SoCal grocery workers approve new contract
Union workers at more than 850 Southern California grocery stores overwhelmingly approved a new contract Sunday, bringing to an end more than six months of negotiations with three major grocery chains.
The new four-year contract will provide more than 63,000 members of the United Food and Commercial Workers union with their first raise in five years and also roll back wage and benefit concessions negotiated during the 141-day strike-lockout in 2003-2004.
The average raise for workers under the new contract will be about 40 cents an hour and new employees will be eligible for health benefits sooner. The previous contract had instituted a contentious two-tier system where newer employees received less pay and had to work much longer to receive full benefits.
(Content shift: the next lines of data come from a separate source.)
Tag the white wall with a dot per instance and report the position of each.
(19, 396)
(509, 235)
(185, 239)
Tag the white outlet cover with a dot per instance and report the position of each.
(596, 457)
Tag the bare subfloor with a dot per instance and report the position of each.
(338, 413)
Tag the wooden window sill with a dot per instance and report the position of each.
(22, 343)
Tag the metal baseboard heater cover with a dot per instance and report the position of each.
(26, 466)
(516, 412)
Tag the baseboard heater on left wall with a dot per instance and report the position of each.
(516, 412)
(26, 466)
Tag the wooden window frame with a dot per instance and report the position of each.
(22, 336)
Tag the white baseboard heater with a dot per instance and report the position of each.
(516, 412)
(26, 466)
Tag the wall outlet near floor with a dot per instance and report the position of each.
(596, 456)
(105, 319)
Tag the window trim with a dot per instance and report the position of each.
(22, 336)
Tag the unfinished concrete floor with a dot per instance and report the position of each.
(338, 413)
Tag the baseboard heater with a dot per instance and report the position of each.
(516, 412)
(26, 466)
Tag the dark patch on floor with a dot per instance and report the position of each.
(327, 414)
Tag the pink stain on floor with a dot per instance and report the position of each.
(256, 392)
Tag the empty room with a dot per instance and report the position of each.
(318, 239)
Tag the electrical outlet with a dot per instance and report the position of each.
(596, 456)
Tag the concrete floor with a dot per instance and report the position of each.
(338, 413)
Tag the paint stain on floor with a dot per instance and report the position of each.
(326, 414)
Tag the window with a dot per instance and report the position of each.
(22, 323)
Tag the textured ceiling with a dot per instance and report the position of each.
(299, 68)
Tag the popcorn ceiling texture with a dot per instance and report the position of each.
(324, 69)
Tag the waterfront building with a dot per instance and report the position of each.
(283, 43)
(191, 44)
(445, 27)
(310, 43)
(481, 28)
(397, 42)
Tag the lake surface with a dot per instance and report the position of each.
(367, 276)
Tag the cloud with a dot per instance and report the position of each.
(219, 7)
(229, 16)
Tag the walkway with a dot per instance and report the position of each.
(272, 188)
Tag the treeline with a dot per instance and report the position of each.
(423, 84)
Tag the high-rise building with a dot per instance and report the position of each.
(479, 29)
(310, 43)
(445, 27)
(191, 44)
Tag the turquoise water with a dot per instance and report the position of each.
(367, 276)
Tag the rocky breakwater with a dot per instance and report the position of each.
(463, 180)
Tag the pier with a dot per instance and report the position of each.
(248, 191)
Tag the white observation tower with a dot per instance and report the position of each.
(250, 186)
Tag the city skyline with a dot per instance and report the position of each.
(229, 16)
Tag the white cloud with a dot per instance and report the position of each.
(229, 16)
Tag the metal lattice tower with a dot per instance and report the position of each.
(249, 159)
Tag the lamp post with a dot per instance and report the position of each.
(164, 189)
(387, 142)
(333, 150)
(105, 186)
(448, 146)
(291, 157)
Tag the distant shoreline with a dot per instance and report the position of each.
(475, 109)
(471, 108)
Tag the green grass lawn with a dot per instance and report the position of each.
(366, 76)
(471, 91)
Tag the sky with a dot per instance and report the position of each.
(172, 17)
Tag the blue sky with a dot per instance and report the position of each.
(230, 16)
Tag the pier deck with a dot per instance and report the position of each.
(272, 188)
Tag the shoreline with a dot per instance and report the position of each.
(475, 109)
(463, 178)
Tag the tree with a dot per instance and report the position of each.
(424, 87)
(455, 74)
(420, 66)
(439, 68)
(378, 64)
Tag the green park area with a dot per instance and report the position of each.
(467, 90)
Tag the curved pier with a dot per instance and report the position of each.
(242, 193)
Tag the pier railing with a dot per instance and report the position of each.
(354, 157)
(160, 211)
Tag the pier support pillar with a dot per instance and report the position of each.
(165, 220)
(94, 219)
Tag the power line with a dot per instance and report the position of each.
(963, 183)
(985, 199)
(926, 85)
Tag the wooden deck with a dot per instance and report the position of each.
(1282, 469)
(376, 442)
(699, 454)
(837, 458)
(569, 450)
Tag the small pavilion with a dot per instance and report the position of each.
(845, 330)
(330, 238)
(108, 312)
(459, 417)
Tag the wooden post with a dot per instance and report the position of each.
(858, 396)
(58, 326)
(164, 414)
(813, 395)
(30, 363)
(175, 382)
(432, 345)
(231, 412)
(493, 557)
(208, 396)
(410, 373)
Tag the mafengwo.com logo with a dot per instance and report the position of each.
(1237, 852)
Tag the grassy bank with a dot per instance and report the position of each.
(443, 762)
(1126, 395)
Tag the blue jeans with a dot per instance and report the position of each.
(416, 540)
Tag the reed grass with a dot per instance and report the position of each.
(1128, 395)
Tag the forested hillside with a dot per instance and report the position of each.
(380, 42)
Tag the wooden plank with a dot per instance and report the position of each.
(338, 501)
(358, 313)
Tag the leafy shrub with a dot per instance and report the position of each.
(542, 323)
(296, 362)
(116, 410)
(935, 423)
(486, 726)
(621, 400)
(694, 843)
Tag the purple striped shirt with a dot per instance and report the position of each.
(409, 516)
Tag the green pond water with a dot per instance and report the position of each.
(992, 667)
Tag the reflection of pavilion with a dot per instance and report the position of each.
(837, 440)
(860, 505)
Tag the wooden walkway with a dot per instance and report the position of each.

The new contract eliminated the two-tier system.
The contract also restructures the workers' current health care plan, providing each employee with health reimbursement accounts and 100 percent coverage of preventive care procedures.
Union members approved the new contract by a margin of 87 percent to 13 percent in the weekend vote, with more than half of the eligible members casting ballots.
Representatives for the chains — Safeway Inc.’s Vons and Pavilions units, Kroger Co.’s Ralphs chain, and Supervalu's Albertsons — had predicted last week that the union members would approve the deal.
The union had been negotiating with the chains since the previous contract between the chains and union workers expired in March. The previous contract had been automatically extending on a day-to-day basis while negotiations continued.
The five-month strike in late 2003 and early 2004 put nearly 70,000 grocery workers in southern and central California on the picket lines. The acrimonious strike by the union and lockout of employees by some chains eventually cost supermarkets $2.5 billion in profits.